Dovevo andare a Torino al convegno della Società Italiana di Scienza Politica (Sisp) a dibattere in una tavola rotonda sul parlamento. A causa dei lavori parlamentari sul milleproroghe non potrò andare e allora ho inviato questo testo.

***

 

Mi scuso per l’assenza, ma la Commissione Affari costituzionali è impegnata no stop con la Commissione Bilancio sul cosiddetto decreto milleproroghe.
Partirò proprio da esso per due brevi note sul tema della Tavola rotonda.

 

La funzione legislativa

La prima è sulla funzione legislativa.
Il referendum costituzionale cercava di migliorarla con alcune norme che, al di là delle loro caratteristiche tecniche, cercavano di reprimere la patologia (il peso abnorme della decretazione d’urgenza) non solo mettendo dei limiti, ma soprattutto favorendo la fisiologia (una corsia preferenziale per il Governo in Parlamento), secondo la regolarità delle democrazie parlamentari.

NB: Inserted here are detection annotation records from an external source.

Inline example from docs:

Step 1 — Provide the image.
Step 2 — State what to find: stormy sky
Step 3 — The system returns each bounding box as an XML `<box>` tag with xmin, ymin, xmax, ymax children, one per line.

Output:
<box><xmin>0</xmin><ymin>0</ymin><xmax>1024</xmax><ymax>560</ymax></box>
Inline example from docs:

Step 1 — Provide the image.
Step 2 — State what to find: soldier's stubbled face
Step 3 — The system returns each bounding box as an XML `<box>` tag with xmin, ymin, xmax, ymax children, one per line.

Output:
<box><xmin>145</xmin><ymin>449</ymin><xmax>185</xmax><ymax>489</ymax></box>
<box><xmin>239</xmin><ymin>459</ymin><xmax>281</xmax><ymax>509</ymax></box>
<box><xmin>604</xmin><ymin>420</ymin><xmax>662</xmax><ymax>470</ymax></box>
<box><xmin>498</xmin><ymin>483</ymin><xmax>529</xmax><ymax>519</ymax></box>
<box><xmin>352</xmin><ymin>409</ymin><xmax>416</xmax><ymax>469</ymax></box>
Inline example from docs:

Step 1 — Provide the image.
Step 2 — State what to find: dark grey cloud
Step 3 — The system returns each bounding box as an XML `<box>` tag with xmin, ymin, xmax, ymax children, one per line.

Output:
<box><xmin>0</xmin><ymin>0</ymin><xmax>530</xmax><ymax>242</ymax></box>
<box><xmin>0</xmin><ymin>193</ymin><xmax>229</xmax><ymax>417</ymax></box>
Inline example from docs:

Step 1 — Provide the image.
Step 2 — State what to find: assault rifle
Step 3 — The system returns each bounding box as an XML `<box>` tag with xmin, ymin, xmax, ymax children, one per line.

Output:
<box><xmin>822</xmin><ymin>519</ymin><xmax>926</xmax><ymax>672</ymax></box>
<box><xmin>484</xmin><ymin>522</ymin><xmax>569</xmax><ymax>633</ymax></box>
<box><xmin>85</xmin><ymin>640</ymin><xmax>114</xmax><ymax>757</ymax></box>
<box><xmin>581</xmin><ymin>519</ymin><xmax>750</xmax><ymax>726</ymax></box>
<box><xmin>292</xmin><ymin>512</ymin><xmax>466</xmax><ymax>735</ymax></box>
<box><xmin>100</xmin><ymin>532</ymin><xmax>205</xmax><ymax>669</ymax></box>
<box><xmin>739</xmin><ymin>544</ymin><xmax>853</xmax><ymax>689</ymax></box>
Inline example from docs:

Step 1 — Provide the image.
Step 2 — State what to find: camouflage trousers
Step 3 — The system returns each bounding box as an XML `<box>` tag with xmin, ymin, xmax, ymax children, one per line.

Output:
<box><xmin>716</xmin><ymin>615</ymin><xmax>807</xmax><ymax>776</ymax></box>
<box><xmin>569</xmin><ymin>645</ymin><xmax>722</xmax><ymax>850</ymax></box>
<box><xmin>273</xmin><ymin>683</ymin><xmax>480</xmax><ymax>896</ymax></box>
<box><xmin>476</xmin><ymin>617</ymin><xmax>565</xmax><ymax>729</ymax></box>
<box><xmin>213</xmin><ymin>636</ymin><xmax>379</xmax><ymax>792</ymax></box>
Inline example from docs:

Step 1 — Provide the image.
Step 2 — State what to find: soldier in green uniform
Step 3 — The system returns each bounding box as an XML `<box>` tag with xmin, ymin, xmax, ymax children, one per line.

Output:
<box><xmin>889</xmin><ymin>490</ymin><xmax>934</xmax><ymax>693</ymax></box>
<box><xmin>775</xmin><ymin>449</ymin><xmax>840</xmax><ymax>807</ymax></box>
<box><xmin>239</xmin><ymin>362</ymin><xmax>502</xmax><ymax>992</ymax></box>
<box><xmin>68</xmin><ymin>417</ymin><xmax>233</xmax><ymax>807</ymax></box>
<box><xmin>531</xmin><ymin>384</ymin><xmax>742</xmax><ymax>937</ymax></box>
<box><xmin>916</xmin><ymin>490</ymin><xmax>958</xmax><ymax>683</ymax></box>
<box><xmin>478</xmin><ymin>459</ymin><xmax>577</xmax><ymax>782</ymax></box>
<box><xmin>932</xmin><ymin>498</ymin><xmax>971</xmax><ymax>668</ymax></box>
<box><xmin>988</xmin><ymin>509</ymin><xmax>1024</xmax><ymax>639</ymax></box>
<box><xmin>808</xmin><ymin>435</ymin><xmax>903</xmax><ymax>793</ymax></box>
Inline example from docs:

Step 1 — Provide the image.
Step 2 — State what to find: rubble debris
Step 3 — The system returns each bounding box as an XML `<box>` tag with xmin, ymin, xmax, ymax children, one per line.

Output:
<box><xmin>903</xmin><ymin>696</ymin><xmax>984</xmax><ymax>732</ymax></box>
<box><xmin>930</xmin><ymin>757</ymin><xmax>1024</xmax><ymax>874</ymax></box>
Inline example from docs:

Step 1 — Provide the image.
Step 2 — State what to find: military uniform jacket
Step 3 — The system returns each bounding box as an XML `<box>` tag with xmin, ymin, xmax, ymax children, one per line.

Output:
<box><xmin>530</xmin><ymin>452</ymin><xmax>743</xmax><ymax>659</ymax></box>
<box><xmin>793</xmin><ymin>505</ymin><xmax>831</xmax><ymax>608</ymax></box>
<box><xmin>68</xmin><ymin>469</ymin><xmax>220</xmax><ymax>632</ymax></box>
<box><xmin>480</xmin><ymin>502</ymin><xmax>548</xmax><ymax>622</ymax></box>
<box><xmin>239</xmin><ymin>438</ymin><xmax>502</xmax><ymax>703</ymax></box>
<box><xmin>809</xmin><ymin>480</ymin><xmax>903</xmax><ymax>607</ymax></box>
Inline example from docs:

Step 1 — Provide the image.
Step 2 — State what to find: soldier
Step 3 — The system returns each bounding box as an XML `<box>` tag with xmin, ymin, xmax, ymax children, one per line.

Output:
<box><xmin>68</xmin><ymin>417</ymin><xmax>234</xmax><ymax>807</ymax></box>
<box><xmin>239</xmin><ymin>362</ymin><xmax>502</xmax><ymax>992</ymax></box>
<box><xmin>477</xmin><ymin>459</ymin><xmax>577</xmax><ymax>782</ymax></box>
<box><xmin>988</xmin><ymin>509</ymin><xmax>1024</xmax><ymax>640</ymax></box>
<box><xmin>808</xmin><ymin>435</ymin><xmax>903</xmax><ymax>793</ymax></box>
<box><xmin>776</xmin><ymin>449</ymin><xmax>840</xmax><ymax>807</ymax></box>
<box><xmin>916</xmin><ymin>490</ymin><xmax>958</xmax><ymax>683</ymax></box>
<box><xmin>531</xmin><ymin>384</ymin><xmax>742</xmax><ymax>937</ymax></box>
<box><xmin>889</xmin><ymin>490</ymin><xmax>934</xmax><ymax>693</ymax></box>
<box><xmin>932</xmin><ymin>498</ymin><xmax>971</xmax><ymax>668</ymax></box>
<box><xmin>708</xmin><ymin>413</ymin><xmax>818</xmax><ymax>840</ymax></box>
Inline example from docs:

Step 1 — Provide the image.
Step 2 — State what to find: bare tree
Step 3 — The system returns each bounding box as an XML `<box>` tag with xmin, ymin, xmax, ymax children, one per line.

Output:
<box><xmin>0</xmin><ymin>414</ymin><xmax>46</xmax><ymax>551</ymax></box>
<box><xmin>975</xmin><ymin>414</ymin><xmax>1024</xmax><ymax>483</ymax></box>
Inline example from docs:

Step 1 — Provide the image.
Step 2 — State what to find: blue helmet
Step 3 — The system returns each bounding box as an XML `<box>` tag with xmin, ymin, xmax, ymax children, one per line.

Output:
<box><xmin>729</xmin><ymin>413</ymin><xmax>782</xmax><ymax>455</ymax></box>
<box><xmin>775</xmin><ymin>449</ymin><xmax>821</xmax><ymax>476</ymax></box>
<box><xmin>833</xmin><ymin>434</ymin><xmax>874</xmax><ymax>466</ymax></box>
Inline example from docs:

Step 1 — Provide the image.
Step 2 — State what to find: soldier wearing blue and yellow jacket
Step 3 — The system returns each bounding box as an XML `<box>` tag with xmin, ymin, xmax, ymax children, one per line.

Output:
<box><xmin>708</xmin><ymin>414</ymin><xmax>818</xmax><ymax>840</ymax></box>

La nuova maggioranza di Governo, viceversa, ha promesso di ridurre quell’anomalia a Costituzione invariata, solo sulla base di una scelta politica, come se quella patologia fosse solo il frutto di una cattiva volontà politica e non l’espressione di una difficoltà di sistema che induce qualsiasi Governo a crearsi una corsia preferenziale surrettizia in mancanza di quella esplicita e ben regolata.

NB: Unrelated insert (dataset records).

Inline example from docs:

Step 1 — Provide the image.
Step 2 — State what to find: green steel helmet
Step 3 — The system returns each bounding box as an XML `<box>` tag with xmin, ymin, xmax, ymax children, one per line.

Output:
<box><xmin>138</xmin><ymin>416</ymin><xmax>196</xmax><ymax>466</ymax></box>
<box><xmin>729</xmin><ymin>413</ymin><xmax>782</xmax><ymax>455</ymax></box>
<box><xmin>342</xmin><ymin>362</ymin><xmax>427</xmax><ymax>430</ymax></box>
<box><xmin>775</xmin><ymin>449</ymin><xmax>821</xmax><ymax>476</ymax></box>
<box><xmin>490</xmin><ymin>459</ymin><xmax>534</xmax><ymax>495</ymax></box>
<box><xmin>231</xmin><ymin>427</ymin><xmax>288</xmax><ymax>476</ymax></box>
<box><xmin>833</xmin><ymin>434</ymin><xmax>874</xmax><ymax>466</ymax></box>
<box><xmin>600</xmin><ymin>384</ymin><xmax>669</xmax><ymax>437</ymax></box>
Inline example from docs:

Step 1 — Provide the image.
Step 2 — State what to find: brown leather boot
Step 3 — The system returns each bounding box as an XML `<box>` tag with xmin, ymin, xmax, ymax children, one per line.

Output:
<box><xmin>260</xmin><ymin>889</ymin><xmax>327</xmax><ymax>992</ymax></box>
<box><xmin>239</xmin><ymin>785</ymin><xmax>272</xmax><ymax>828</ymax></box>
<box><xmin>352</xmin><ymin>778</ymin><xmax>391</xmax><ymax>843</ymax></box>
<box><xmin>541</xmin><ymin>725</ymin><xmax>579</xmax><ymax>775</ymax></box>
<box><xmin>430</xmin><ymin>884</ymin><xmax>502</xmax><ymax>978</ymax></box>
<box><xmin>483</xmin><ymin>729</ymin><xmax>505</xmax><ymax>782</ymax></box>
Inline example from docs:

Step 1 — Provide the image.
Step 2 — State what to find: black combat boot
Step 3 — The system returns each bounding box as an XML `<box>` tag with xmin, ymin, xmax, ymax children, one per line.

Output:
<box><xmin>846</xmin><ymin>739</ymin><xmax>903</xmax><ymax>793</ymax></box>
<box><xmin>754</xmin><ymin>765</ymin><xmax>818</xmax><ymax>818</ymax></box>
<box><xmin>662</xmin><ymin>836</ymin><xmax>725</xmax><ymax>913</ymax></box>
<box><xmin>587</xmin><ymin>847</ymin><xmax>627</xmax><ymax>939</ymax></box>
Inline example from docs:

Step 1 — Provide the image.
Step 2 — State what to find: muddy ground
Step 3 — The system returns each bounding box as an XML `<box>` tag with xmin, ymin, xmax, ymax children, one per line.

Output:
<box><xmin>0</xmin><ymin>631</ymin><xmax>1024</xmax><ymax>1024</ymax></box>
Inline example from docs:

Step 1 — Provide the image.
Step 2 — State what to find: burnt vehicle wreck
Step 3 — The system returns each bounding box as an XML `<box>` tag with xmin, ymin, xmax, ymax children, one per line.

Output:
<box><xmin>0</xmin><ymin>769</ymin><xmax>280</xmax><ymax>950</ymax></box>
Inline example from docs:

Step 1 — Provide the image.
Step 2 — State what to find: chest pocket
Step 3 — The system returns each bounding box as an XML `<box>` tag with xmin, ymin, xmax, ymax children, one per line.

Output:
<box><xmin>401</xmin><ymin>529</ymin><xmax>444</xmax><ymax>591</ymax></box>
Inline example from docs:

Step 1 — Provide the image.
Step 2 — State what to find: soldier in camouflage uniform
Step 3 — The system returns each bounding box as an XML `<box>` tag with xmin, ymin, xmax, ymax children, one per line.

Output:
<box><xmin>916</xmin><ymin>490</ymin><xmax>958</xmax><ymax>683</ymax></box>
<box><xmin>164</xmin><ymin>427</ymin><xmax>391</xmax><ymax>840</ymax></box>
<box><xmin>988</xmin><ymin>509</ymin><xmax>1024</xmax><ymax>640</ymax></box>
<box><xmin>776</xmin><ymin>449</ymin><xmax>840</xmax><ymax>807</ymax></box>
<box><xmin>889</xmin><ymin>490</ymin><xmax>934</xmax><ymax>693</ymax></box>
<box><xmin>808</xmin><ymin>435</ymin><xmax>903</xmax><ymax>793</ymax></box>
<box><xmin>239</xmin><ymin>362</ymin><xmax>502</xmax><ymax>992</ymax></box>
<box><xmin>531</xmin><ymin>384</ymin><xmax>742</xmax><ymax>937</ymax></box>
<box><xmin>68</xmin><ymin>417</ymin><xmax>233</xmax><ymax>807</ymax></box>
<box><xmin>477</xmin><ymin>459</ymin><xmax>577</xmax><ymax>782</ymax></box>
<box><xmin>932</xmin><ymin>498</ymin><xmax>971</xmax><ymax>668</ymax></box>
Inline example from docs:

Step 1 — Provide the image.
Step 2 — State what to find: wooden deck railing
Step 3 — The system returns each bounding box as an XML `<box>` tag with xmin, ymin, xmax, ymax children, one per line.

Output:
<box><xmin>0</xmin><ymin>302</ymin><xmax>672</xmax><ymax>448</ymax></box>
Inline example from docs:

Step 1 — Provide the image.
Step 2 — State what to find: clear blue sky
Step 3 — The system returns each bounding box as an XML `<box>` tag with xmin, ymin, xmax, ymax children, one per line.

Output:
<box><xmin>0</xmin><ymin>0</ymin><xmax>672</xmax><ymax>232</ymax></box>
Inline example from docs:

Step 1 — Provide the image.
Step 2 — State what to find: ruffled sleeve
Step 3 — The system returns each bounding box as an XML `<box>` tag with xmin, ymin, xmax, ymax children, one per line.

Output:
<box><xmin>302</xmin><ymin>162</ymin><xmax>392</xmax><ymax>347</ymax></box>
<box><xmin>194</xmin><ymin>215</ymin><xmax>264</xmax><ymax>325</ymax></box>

Se noi però pensiamo, anzitutto dal punto di vista qualitativo, ai provvedimenti legislativo di questo Governo che hanno espresso il suo indirizzo politico (anche se i ministri del Governo ci hanno abituato a un indirizzo fatto soprattutto con l’uso dei social) ci vengono in mente solo due decreti: il cosiddetto dignità e l’odierno milleproroghe.

 

Il mille proroghe e la mancata promessa di ridurre il rilievo della decretazione

Quest’ultimo, dal momento che è uno strumento ormai tradizionale, ci consente però anche una verifica quantitativa. La promessa di ridurre il rilievo della decretazione è stata mantenuta oppure no?
Il milleproroghe di quest’anno è partito con 28 commi e nel corso dell’esame al Senato è addirittura triplicato, salendo a 75.
E’ una crescita in linea con la legislatura precedente?
Decisamente no.
I milleproroghe della scorsa legislatura hanno avuto questa crescita:
nel 2013 da 70 a 98 commi;
nel 2014 da 64 a 141;
nel 2015 da 54 a 131;
nel 2016 da 95 a 216.

Per di più nella precedente legislatura, a differenza di quanto sta accadendo in queste ore, i commi non sono mai cresciuti nella seconda Camera d’esame: nel 2013 scesero di uno e negli altri casi venne confermato il testo proveniente dalla prima Camera.
Due record, quindi, niente male, di crescita quantitativa complessiva e di aumento anche nella seconda Camera.

Last but not least mentre negli scorsi si è sempre fatto un solo milleproroghe a fine anno, purtroppo molti temono che l’anticipo di stavolta non significhi affatto che non avremo un altro decreto a dicembre. Quindi avremo con tutta probabilità anche l’innovazione del doppio milleproroghe!

 

Il rapporto fiduciario

Vengo poi al secondo punto, quello del rapporto fiduciario.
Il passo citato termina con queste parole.